Board of Directors of the Company for the time being (including executive and non-executive directors) are governed by this code of conduct. The code will also apply to the senior management of the Company. For this purpose the term ‘senior management’ shall mean personnel of the Company who are members of its core management team excluding Board of Directors. Normally, this would comprise all members of management one level below the Board of Directors, including all functional heads.
Conflict to Interest
All directors, senior management should avoid situations in which their personal interest could conflict with interest of the Company. The directors/ senior management should be scrupulous in avoiding ‘conflicts of interest’ with the Company. In case there is likely to be a conflict of interest, he/ she should make full disclosure of all facts and circumstances thereof to the Board of directors or any committee/ officer nominated for this purpose by the Board and a prior written approval should be obtained.
Honest & Ethical Conduct
The directors / senior management shall act in accordance with the highest standards of personal and professional integrity. They shall act and conduct free from fraud and deception.
The directors/ senior management shall maintain the confidentiality of confidential information of the Company or that of any valued customer/Collaborator/supplier of the Company to whom the Company has a duty to maintain confidentiality, except when disclosure is authorized or legally mandated.
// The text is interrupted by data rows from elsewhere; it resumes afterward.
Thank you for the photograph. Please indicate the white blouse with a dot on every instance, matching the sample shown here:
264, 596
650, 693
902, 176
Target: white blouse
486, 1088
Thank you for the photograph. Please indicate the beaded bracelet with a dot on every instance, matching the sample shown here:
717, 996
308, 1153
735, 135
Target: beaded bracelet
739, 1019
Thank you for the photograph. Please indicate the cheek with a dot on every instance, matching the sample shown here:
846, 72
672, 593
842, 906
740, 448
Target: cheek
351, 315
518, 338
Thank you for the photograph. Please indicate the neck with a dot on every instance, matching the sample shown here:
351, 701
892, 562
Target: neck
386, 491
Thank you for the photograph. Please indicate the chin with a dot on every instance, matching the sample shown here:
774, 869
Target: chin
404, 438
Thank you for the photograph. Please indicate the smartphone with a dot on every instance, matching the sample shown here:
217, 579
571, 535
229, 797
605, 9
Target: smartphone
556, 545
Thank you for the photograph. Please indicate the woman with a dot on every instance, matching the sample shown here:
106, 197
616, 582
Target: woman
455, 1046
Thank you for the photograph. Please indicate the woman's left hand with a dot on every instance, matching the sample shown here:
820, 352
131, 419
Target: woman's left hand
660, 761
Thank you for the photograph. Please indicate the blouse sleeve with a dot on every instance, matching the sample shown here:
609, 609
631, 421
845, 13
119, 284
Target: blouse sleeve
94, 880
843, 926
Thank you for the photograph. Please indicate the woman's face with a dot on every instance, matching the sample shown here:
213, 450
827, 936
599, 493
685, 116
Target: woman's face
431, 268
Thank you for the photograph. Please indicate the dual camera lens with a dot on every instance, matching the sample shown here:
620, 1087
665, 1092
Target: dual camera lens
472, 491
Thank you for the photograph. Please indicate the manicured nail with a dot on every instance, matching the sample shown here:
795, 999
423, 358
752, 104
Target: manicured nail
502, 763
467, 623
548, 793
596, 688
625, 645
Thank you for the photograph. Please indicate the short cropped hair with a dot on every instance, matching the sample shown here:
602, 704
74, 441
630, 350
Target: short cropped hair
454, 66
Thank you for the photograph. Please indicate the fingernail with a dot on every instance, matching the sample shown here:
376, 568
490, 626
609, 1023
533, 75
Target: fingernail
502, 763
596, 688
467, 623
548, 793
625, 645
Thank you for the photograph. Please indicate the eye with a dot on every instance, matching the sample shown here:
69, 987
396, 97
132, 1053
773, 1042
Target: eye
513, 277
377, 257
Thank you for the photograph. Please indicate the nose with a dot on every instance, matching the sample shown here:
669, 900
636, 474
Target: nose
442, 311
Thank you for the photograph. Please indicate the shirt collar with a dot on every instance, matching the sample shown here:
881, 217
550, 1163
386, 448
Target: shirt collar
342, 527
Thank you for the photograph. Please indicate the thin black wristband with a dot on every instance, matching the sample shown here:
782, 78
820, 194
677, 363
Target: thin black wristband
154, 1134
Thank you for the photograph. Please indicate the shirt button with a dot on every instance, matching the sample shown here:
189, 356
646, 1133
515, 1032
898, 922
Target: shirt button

The confidential information includes all non-public information that might be of use to competitors. The use of confidential information for his/her own advantage or profit is also prohibited.
The directors/senior management of the Company is expressly prohibited from:
a) Taking for themselves personally opportunities that are discovered through use of Company’s property, information or position.
b) Using Company’s property, information and position for personal gains, competing directly with the business of the Company or with any business that of the Company is considering.
Audit ability & Transparency
All the directors/ senior management shall ensure that their actions in the conduct of business are totally transparent except where the needs of business security dictate otherwise. It shall be necessary to ensure that areas of operation are open to audit and the conduct of activities is totally auditable.
The directors/senior management should deal fairly with customers, suppliers, competitors and employees of the Company. They should not take unfair advantage of anyone through manipulation, concealment, abuse of confidential, trade secret information, misrepresentation of material facts or any other unfair dealing practices.
No director/senior management of the Company shall misuse Company’s facilities. Except where such facilities have been provided for personal use either by policy or by specific permission, Company’s facilities shall not be used for personal use.
Compliance with Laws, Rules and Regulations
The directors/senior management of the Company shall comply with applicable laws, rules and regulations. Transactions directly or indirectly involving securities of the Company should not be undertaken without pre-clearance from the Company’s Board of Directors.
Compliance with code of conduct
If any director/senior management who knows of or suspects of a violation of applicable laws, rules or regulations of this code of conduct, he/she must immediately report the same to the Board of Directors or any designated committee thereof. Such person should as far as possible provide the details of suspected violations with all known particulars relating to the issue.
Violations of this code of conduct will result in disciplinary action, which may even include termination of services of the employee. The Company’s Board or any committee designated by the Board for this purpose shall determine appropriate action in response to violations of this code of conduct.